Naslaginformatie over Azure REST API

Welkom bij de referentiedocumentatie voor Azure REST API.

REST API's (Representational State Transfer) zijn service-eindpunten die ondersteuning bieden voor sets met HTTP-bewerkingen (methoden) waarmee u toegang tot de resources van de service kunt maken, ophalen, bijwerken of verwijderen.
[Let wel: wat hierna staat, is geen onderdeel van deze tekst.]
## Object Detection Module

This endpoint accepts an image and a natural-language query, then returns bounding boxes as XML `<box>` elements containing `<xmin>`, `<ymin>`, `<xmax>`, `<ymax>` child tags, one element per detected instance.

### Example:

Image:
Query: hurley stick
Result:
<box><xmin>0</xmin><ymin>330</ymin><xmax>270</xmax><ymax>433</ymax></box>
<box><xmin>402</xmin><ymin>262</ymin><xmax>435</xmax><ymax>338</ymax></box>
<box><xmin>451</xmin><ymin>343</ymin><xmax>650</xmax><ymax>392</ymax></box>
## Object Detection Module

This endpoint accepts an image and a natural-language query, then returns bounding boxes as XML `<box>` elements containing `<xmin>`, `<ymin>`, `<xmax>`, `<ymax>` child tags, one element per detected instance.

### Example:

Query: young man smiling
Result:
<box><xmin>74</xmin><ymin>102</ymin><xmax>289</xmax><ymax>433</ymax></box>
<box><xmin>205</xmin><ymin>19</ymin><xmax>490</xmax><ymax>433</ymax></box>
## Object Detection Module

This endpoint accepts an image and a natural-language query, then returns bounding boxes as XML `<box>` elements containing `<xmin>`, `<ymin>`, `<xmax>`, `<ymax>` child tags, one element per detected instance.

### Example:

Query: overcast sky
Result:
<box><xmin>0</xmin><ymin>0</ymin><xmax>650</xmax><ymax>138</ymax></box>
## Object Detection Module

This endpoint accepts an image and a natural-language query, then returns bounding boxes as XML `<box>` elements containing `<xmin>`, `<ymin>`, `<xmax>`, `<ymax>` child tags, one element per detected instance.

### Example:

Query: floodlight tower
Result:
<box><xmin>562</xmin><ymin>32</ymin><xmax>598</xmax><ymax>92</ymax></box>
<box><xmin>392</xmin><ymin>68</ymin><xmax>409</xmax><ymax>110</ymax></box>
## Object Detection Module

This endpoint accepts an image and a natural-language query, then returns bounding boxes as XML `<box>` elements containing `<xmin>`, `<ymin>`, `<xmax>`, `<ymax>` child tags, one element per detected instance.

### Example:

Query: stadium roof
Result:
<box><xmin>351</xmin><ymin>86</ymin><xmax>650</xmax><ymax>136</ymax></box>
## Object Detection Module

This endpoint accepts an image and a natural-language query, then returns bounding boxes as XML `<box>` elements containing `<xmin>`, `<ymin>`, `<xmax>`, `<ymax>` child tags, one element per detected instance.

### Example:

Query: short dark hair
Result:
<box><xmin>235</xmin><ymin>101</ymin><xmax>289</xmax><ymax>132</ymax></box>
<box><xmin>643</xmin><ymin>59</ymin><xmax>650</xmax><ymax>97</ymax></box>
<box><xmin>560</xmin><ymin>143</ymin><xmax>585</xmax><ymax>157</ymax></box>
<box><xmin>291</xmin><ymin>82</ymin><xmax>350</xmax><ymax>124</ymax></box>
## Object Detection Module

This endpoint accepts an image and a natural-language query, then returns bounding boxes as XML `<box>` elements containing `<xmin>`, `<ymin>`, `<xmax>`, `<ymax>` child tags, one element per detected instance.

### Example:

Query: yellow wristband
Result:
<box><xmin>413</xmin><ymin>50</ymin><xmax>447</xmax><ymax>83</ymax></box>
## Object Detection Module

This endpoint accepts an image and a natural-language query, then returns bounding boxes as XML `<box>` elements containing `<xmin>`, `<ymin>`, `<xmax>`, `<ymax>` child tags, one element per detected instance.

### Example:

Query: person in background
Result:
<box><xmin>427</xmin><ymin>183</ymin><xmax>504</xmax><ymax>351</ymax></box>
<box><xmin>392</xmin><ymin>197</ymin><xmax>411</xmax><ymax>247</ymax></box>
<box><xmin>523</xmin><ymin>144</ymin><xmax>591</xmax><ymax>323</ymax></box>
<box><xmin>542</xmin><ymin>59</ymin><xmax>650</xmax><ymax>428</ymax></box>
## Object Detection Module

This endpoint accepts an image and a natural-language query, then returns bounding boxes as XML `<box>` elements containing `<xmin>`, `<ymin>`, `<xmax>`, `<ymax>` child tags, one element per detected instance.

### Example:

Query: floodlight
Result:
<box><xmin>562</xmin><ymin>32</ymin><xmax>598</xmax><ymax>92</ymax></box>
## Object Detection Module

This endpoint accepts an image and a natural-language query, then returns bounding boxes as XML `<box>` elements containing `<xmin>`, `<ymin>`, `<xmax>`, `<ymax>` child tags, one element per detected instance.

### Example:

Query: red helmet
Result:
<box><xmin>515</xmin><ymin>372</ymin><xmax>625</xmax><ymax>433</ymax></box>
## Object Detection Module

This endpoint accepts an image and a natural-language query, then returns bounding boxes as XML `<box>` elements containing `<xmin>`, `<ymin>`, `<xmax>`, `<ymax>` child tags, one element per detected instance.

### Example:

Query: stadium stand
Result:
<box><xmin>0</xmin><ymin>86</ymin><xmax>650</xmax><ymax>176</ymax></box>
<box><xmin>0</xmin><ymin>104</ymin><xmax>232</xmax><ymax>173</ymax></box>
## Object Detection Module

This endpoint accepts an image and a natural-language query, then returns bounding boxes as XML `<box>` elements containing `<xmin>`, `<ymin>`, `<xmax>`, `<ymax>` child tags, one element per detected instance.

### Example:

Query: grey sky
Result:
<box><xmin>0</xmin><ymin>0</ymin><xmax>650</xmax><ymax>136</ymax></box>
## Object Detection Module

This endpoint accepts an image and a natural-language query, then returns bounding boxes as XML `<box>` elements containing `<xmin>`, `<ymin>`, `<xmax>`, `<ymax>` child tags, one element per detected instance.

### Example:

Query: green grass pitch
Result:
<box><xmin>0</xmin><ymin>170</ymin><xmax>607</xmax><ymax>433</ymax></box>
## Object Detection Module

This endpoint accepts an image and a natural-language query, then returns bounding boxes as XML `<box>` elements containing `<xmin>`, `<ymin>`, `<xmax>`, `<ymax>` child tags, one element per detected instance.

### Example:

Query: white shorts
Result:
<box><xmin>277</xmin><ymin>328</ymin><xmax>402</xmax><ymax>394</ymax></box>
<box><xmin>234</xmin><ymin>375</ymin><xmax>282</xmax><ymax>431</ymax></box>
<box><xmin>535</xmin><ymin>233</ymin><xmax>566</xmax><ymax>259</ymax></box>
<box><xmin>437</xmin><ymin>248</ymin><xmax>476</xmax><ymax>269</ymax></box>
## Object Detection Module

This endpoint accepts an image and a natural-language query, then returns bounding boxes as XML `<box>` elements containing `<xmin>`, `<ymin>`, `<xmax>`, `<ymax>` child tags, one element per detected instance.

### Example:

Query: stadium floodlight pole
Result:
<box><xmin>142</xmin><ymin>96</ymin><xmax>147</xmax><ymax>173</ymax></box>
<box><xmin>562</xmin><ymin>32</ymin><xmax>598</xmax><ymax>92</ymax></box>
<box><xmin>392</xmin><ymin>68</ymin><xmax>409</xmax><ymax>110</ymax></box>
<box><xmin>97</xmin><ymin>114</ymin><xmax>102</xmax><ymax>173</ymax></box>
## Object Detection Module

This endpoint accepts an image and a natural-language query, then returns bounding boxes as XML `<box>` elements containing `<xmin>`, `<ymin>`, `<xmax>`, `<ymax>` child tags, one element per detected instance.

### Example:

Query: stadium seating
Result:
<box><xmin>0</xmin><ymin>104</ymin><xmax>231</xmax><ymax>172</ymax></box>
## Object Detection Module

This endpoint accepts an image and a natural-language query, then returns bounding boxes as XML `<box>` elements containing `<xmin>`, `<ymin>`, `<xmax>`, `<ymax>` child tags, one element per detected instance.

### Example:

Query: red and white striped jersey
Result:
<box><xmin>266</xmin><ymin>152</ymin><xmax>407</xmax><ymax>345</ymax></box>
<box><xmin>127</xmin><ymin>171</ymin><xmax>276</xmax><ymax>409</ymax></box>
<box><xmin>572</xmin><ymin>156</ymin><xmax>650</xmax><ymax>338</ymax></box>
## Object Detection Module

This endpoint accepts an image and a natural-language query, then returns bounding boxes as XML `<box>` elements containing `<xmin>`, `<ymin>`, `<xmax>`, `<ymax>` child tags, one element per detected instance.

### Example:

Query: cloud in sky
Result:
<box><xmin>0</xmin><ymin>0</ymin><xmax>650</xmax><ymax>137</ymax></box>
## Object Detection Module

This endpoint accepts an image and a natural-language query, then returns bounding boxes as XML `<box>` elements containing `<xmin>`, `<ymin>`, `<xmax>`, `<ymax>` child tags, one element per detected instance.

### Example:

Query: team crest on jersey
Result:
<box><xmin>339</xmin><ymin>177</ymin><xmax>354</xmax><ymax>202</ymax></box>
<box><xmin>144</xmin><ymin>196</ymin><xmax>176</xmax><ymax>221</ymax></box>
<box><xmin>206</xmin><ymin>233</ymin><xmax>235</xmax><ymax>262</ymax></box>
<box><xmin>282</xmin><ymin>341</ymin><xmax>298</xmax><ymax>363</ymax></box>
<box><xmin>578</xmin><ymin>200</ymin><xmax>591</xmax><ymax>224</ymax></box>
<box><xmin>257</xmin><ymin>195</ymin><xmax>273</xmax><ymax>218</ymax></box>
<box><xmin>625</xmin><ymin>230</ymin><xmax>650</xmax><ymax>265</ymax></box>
In dit artikel worden de volgende stappen beschreven:

  • Azure REST API's aanroepen met curl
  • De basisonderdelen van een REST API-aanvraag/antwoordpaar.
  • Uw clienttoepassing registreren bij Microsoft Entra ID om uw REST-aanvragen te beveiligen.
  • Overzichten van het maken en verzenden van een REST-aanvraag en het verwerken van het antwoord.

Tip

De meeste REST API's voor Azure-services hebben clientbibliotheken die een systeemeigen interface bieden voor het gebruik van Azure-services:

.NET | Java | | Node.jsPython | Gaan | C++

Azure REST API's aanroepen met curl

Het proces dat in het volgende blogbericht wordt beschreven, laat zien hoe u een Azure REST API aanroept met behulp van curl. U kunt overwegen curl te gebruiken in scripts zonder toezicht. Bijvoorbeeld in DevOps-automatiseringsscenario's.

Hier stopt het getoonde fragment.